Carrion

Carrion de Justin Shoulder par MAI Au Monument-National | Une étonnante performance solo futuriste

Justin Shoulder est un jeune artiste pluridisciplinaire venu de Sydney en Australie pour nous présenter une performance tout à fait surprenante inspirée des mythologies ancestrales queer de l’Asie-Pacifique. Son solo « Carrion », qu’offre MAI (Montréal Arts Interculturels) hors les murs au Monument-National, est une œuvre très personnelle à saisir au passage, comme un lien bizarroïde entre le passé et l’avenir des humains transfigurés par une évolution de moins en moins rassurante.

Au tout départ, comme c’est de plus en plus fréquent dans les salles de spectacles parallèles, une voix nous informe que nous sommes situés en territoire autochtone volé et qui n’a jamais été cédé.

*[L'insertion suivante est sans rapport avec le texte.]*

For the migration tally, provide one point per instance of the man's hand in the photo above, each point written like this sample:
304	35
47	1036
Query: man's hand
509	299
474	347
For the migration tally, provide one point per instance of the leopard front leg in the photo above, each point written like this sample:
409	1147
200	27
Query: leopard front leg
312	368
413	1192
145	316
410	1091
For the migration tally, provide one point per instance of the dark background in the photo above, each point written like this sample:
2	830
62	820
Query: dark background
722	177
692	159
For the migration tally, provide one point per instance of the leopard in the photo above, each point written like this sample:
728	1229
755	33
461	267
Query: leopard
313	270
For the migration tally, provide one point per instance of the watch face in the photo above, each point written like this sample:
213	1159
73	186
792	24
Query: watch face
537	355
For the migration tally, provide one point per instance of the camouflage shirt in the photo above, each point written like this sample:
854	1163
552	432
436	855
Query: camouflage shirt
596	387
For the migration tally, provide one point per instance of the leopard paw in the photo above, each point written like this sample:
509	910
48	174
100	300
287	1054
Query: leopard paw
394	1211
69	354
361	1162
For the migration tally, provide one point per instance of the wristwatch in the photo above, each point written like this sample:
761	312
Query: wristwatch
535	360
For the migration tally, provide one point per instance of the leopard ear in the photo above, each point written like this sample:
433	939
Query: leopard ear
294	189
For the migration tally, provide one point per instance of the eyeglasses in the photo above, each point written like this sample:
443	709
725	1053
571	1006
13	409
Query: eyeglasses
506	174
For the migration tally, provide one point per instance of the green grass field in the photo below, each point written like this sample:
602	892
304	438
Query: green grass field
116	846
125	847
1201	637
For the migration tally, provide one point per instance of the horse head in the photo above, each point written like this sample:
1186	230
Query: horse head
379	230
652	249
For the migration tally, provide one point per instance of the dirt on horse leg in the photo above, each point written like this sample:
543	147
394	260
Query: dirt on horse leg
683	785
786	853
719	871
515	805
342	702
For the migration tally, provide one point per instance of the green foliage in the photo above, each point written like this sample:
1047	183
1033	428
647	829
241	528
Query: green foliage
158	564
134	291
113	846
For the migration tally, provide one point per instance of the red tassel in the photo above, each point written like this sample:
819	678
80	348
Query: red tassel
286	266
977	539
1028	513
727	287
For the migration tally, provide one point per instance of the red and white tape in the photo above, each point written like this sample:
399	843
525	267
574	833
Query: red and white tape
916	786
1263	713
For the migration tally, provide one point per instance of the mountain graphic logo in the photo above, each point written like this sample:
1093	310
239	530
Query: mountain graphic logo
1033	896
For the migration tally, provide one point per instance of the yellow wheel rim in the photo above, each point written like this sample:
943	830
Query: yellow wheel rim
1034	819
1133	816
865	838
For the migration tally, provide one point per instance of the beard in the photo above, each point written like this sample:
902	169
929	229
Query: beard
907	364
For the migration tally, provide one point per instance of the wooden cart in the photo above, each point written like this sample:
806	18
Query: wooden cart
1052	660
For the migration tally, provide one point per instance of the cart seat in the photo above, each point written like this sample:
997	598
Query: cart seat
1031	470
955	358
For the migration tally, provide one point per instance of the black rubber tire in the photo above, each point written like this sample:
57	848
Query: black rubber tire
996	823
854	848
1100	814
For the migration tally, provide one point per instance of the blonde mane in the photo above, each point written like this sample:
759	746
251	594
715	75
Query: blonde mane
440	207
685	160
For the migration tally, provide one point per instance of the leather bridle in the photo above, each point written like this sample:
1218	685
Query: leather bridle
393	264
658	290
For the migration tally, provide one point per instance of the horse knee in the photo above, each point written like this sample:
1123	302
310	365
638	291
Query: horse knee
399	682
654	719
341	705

Tiohtia : ka, devenue Montréal, est reconnue historiquement comme lieu de rassemblement de plusieurs Premières Nations, notamment Abénakis, Algonquins, Anishinabek, Atikamekw et Hurons-Wendat. C’est là une précision respectueuse d’un passé douloureux qui n’est pas pour déplaire à Justin Shoulder.

L’artiste, tel une larve géante prisonnière dans une enveloppe boursoufflée qui rampe au sol, réussit à s’en extirper avec peine pour se transformer en une sorte d’oiseau préhistorique qui n’est pas sans évoquer la peinture de Bosch ou celle de Dali. Notre impact destructeur sur la planète est ensuite suggéré par l’expansion d’une immense structure en toile difforme qui se gonfle presque jusqu’à l’éclatement.

* Photo par Alex Davies.

Tout se passe lentement et au niveau du sol, comme quoi le performeur, malgré son croisement animal, ne peut arrêter le temps. À un certain moment, il dispose sur la scène sept petits oiseaux artificiels dont les piles leur permettent de diffuser des petits cris, pour mieux nous sensibiliser à leur sort, qui comme le nôtre, est en voie de disparition.

Le corps nu de l’artiste, avec des tatouages primitifs jusque sur ses jambes lisses, est le vecteur d’une beauté et d’une jeunesse en pleine perdition. Évoquant un squelette en devenir, Justin Shoulder s’attache aux bras et aux jambes des os humains, tout en émettant avec sa bouche des sons et des grognements empruntés au règne animal.

Aussi inquiétant soit-il, ce spectacle magnétique procure de très belles images scéniques, des figures hybrides soutenues par une musique apocalyptique, une chorégraphie sans équivalence et des habiles jeux d’éclairages à même le spectre post-humain qui nous interpelle. Ce Carrion, faisant moins d’une heure en scène, continue de nous hanter longtemps après.

* Photo par Bryony Jackson.

Justin Shoulder, qui s’adonne aussi à la sculpture et à la vidéo, se produit même, en plus des centres d’art renommés, dans des clubs de nuit, créant un effet certain qui provoque la réflexion avec ses créatures étranges dont les costumes et les prothèses sont fabriqués de façon artisanale, pour mieux s’animer ensuite avec leur propre langage gestuel. L’artiste, dont la réputation est enviable dans son pays, participera l’an prochain à la 22e Biennale de Sydney avec une nouvelle création qui pique la curiosité, sûrement avec raison.